Tomorrow, the National Council on the Arts will meet in DC. For those who don’t know, the National Council on the Arts is the official advisory body for the NEA – a little bit like the equivalent of the NEA’s Board, if it were a nonprofit. According to the NEA website, the Council advises on matters including:

  • Applications for Federal grant funds recommended by advisory panels;
  • Guidelines outlining funding categories, objectives, and eligibility;
  • Leadership initiatives and partnership agreements with other agencies;
  • Agency budget levels, allocations, and funding priorities;
  • Policy directions involving Congressional legislation and other issues of importance to the arts nationally.

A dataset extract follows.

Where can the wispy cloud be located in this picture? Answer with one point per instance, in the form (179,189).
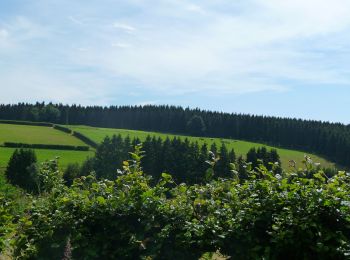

Kind of important, yes? This is your national arts agency that these people are advising!

In the past, the Council meetings have been open to the public, but you had to trek down to the Old Post Office building in Washington, DC, where the NEA is located, to check them out. No more. This year, the entire meeting will be webcast via the Art Works blog – just go to the Art Works main page and follow the instructions. The meeting takes place from 9-10:45am Eastern time and will feature the introduction of Irvin Mayfield into the Council as well as a presentation from the NEA’s Research division and highlights from the Art Works tour. According to the blog post, the NEA folks are inviting real-time reaction via comments. If you have something to say, I am sure they would love to hear from you!